As with many of the recruitment organisations I consult with, there are very real objectives to grow over the next three to five years now the markets have really opened up again post-recession.
However, these growth plans are all underpinned by a recruitment organisation’s ability to find good, quality talent to work directly in their businesses, and yet ominously there seems to be an ever emergent dearth of quality talent either available or even interested in working in the sector in the first place.
So why is this, and what can be done to resolve an issue that we have to resolve if the industry is to progress?
As we anticipated, this was a very active poll with many of our network having strong opinions, based on their personal experiences with targeting graduates and running their own directed recruitment campaigns:
The overriding concern from the results showed that the graduate population clearly do not see recruitment as a long term career of choice, but instead merely a quick way to earn money.

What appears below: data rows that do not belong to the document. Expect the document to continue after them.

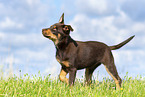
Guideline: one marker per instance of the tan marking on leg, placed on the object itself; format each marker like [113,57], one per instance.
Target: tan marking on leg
[116,81]
[62,76]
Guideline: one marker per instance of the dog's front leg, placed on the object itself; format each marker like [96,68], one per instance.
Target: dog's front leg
[72,75]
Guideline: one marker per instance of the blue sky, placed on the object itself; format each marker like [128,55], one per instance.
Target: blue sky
[22,46]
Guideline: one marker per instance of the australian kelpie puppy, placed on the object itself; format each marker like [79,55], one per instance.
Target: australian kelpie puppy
[75,55]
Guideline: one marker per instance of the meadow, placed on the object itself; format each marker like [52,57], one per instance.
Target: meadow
[38,86]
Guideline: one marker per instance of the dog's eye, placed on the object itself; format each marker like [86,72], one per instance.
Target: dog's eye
[54,28]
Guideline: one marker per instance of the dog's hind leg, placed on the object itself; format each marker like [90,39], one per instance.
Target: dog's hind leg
[88,74]
[111,69]
[62,76]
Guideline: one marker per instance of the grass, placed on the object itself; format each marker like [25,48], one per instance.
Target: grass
[35,86]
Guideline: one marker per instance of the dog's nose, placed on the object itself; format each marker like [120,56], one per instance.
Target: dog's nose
[43,30]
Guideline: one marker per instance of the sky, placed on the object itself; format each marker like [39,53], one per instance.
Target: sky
[23,47]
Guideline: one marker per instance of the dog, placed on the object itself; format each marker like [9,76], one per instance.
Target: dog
[75,55]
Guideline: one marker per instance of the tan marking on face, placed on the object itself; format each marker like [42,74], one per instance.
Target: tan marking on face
[65,63]
[54,27]
[62,76]
[49,34]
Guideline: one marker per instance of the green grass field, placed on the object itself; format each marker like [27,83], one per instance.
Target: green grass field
[27,86]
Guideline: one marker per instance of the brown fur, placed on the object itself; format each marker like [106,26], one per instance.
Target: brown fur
[75,55]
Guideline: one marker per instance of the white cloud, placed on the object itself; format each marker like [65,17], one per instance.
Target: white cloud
[8,23]
[97,7]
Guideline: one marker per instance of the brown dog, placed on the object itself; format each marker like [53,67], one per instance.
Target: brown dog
[75,55]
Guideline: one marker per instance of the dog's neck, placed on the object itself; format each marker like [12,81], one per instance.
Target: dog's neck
[65,43]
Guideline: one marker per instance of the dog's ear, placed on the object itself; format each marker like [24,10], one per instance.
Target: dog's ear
[67,29]
[61,20]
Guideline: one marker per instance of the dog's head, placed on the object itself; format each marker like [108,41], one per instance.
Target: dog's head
[57,31]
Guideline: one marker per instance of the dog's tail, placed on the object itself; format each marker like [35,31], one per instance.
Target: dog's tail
[121,44]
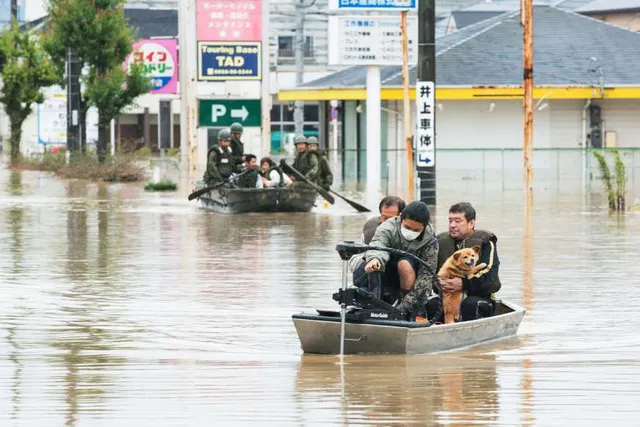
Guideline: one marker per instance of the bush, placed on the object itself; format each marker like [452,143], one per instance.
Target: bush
[120,168]
[161,186]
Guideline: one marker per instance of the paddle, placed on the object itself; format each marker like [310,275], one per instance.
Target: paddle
[355,205]
[200,192]
[328,197]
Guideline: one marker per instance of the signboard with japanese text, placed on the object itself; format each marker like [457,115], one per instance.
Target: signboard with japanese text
[159,59]
[52,118]
[224,112]
[372,4]
[425,123]
[219,61]
[229,20]
[370,40]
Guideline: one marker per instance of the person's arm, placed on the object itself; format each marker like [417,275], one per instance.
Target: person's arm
[212,167]
[381,239]
[480,284]
[414,302]
[312,174]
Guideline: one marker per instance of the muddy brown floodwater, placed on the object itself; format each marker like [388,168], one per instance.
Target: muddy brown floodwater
[124,308]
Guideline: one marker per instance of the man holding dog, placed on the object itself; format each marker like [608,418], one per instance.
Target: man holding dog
[462,233]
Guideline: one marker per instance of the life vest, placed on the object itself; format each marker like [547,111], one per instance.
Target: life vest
[224,161]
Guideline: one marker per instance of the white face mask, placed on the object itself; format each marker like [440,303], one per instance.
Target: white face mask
[408,234]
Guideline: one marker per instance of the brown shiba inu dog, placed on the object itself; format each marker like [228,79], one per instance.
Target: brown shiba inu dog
[461,264]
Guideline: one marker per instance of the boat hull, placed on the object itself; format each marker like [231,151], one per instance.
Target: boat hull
[321,334]
[245,200]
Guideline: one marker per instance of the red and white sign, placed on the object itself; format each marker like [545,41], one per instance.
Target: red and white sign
[229,20]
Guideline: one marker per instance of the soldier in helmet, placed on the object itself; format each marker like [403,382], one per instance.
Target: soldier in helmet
[305,162]
[236,144]
[325,177]
[220,164]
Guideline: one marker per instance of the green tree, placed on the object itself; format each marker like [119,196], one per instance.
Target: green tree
[25,68]
[99,33]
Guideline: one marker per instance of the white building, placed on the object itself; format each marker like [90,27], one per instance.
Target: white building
[587,94]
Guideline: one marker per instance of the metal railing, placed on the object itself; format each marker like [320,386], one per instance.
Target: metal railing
[559,169]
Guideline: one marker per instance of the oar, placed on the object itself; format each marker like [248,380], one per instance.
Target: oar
[200,192]
[355,205]
[325,195]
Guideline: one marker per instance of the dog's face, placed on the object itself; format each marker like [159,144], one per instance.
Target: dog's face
[466,258]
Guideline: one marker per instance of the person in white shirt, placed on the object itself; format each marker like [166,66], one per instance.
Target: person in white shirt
[271,175]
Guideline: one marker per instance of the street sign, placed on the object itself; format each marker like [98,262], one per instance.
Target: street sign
[229,20]
[370,40]
[229,61]
[425,143]
[373,4]
[223,112]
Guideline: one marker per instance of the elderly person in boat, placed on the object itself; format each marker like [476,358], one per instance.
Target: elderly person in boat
[271,175]
[479,290]
[389,207]
[402,280]
[250,177]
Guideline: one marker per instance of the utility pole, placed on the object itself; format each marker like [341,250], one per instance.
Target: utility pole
[526,17]
[188,100]
[426,80]
[406,119]
[299,45]
[73,101]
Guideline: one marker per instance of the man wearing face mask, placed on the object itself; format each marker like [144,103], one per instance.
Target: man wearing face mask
[404,278]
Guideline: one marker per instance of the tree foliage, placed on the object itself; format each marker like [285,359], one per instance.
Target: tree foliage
[25,69]
[98,32]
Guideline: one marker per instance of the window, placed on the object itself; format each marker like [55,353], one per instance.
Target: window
[311,113]
[276,113]
[287,48]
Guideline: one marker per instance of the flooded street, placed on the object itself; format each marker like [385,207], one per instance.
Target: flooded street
[125,308]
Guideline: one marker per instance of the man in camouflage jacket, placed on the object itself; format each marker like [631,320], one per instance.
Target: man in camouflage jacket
[386,276]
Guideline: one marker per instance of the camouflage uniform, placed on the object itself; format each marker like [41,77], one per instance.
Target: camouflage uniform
[237,147]
[306,162]
[248,179]
[219,165]
[426,248]
[325,176]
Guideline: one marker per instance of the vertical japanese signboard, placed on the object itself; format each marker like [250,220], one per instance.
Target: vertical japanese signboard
[159,61]
[425,100]
[229,34]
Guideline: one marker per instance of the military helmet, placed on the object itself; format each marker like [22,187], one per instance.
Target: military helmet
[236,127]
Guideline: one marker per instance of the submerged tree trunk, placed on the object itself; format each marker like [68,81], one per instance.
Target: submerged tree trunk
[102,146]
[83,125]
[14,139]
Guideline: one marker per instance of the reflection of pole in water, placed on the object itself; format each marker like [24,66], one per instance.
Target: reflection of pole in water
[527,393]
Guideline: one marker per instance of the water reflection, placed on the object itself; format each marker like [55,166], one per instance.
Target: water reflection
[407,389]
[118,303]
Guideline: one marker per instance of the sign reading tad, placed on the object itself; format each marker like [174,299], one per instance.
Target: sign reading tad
[229,61]
[220,113]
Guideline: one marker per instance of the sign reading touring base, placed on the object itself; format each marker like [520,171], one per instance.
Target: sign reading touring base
[425,144]
[222,112]
[229,61]
[372,4]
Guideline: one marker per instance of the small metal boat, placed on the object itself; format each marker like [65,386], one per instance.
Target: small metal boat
[371,326]
[243,200]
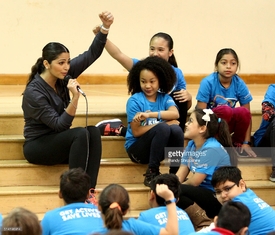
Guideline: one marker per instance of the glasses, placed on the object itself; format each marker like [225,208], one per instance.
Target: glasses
[226,190]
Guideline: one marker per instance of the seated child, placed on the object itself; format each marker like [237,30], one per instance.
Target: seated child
[157,215]
[229,185]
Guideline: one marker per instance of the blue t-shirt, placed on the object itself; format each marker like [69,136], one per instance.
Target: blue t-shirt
[75,219]
[262,215]
[180,83]
[139,103]
[269,97]
[214,94]
[205,160]
[215,231]
[136,227]
[158,216]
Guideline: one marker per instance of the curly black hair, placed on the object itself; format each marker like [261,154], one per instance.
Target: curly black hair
[160,67]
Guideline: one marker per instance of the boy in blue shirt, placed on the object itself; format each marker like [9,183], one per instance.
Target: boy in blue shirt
[229,185]
[76,217]
[157,215]
[233,218]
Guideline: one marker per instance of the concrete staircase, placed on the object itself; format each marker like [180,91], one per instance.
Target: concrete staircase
[36,187]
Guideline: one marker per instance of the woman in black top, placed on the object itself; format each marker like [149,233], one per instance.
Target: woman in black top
[49,111]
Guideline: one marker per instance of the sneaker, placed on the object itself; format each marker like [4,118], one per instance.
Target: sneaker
[110,127]
[238,147]
[149,176]
[92,199]
[272,176]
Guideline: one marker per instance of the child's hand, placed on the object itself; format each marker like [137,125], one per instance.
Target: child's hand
[107,19]
[172,122]
[96,29]
[163,191]
[140,117]
[248,150]
[182,95]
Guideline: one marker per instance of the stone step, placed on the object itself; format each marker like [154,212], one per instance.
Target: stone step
[12,147]
[13,124]
[40,199]
[112,170]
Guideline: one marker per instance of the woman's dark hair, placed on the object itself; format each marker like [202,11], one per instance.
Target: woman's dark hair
[75,185]
[114,193]
[25,221]
[218,128]
[50,52]
[158,66]
[226,51]
[168,38]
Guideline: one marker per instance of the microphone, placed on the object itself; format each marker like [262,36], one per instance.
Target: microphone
[67,78]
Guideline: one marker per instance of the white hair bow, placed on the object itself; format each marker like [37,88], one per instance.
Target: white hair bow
[206,117]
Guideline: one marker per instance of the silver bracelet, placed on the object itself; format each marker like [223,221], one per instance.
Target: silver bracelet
[73,104]
[105,29]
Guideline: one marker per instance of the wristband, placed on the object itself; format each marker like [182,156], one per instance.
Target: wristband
[159,115]
[170,201]
[105,29]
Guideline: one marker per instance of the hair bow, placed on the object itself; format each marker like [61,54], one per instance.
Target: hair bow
[206,117]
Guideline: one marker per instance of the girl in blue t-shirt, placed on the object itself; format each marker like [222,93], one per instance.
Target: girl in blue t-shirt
[210,147]
[221,90]
[161,45]
[152,115]
[114,204]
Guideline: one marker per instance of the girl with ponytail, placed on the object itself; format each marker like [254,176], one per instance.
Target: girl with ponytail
[114,204]
[210,147]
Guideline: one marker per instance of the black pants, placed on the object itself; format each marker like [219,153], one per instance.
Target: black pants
[68,147]
[202,196]
[149,148]
[266,146]
[182,112]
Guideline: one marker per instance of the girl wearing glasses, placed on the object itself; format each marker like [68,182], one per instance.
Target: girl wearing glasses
[221,90]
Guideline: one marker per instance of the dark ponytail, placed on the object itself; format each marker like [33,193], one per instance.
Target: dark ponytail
[218,128]
[170,42]
[50,52]
[114,203]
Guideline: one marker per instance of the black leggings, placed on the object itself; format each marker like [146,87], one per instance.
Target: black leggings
[149,148]
[202,196]
[68,147]
[182,106]
[267,143]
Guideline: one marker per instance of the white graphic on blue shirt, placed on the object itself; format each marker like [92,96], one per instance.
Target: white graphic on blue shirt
[79,213]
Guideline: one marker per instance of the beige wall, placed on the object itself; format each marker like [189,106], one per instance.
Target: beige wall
[199,28]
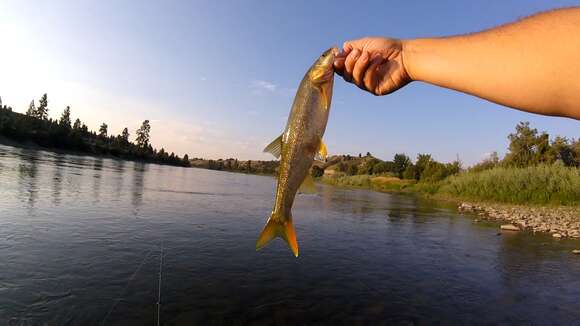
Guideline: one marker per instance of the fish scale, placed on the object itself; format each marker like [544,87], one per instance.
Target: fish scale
[297,146]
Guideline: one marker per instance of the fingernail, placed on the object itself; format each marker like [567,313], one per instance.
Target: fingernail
[364,56]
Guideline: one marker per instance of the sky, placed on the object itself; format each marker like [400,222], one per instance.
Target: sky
[217,78]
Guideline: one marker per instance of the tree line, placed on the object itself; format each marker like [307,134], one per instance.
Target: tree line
[36,126]
[527,147]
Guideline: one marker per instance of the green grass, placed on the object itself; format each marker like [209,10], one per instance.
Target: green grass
[374,182]
[536,185]
[543,184]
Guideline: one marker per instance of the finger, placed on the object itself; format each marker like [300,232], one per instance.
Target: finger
[372,77]
[359,69]
[349,64]
[339,64]
[347,47]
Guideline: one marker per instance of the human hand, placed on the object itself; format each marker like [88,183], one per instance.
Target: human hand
[374,64]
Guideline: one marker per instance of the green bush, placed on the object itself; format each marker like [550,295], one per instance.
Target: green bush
[541,184]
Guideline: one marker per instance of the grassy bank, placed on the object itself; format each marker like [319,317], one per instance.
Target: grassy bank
[543,184]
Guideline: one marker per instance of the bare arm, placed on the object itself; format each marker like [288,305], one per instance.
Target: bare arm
[531,65]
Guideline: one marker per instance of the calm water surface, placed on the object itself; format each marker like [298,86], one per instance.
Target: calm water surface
[81,240]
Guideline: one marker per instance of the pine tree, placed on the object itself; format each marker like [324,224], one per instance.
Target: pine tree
[77,124]
[31,112]
[125,135]
[65,118]
[143,134]
[42,110]
[103,131]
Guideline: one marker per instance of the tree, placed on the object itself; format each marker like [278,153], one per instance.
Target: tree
[380,167]
[42,110]
[562,150]
[103,130]
[423,160]
[410,172]
[77,125]
[143,134]
[400,163]
[65,118]
[527,147]
[31,112]
[125,135]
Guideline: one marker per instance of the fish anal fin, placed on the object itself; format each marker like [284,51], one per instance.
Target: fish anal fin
[275,147]
[283,229]
[325,97]
[307,186]
[322,152]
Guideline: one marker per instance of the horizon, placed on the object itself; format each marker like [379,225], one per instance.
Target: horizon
[204,92]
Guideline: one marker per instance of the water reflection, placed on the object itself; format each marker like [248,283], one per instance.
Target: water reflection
[366,258]
[138,183]
[28,171]
[59,162]
[119,169]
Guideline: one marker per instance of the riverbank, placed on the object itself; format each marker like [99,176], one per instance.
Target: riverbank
[33,146]
[559,220]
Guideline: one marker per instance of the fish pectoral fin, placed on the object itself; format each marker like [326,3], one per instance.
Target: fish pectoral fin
[322,153]
[275,147]
[284,230]
[308,186]
[325,98]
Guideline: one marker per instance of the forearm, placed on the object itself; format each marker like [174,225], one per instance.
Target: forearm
[532,65]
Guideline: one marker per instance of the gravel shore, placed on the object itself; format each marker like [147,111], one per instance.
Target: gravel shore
[561,222]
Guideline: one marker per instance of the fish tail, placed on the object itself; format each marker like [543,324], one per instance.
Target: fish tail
[278,227]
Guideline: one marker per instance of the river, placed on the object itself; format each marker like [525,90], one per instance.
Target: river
[82,238]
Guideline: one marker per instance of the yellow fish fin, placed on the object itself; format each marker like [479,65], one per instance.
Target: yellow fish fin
[274,228]
[325,98]
[275,147]
[307,186]
[322,153]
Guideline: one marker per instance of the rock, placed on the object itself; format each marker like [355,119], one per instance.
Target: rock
[509,227]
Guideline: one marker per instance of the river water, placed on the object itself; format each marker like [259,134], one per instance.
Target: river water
[81,242]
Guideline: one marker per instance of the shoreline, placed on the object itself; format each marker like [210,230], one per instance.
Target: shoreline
[34,146]
[559,221]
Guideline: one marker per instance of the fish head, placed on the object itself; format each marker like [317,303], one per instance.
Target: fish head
[322,70]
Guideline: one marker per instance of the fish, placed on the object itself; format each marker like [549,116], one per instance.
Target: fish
[298,146]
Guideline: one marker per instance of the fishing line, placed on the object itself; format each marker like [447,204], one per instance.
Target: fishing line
[126,286]
[159,291]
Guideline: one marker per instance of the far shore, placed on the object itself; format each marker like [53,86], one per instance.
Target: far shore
[33,146]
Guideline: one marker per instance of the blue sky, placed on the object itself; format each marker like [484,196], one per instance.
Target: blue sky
[217,79]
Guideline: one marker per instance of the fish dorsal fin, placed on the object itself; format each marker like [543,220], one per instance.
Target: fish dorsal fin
[275,147]
[322,153]
[308,186]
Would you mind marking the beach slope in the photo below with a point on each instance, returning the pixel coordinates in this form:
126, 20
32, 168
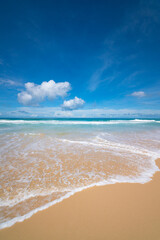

We do, of course, appreciate how the Millennial Generation (aka Generation Y) are often very happy to switch jobs frequently anyway, which may underline a graduate’s reluctance to commit to any sector or industry in the 'long term'. A new graduate’s fear of being stifled by the routine and predictability of a single career pathway, with a single skillset, has been fuelled by their upbringing and education in a truly multi-dimensional world, linked via multi-dimensional networks.
However, when recruitment organisations evolve from their traditional ways of working, something very special can happen with organisations being able to tap into a pool of skilled, technologically savvy, naturally networked and multi-faceted talent that can give any recruitment business a significant competitive edge in this new era of growth and opportunity. Offering variety, clear prospects for growth, socially valuable outcomes, access to decision making processes, tangible rewards – these are the elements of an attractive employer for the currently evolving generation of job seekers and components that should make up a key part of a recruitment organisation’s talent management strategy.
The lessons from this pole, and from what we are seeing in the markets, I feel are very clear and should not be ignored.
Lesson one - if the industry is to evolve and recruitment organisations are able to continue supplying high value services to their customers (both clients and candidates) then we need to invest significantly into how we tap into the graduate market as a concentrated channel of talent.
Lesson two – recruitment organisations need to adapt their talent management strategies to the current generations of talent that are being recruited, aligning best practice talent management processes and principles to the changing demands and cultural nuances of these so-called Millennials. This means first understanding how these graduates really think and what gets them engaged.
Lesson three – once a recruitment organisation has redefined these talent management principles, they need to showcase them to the graduate market in a way that they understand and engage with, and make is easy for a graduate to choose them as their next career path.
So, if we presume that what Confucius said was right, “choose a job you love, and you will never have to work a day in your life”, then it is imperative for the recruitment sector to become an industry of choice for Generation Y, and individual agencies to become employers of choice for the Millenials, if we are to tap into a pool of talent that are probably and quite unashamedly looking for that opportunity to never work a day in their lives!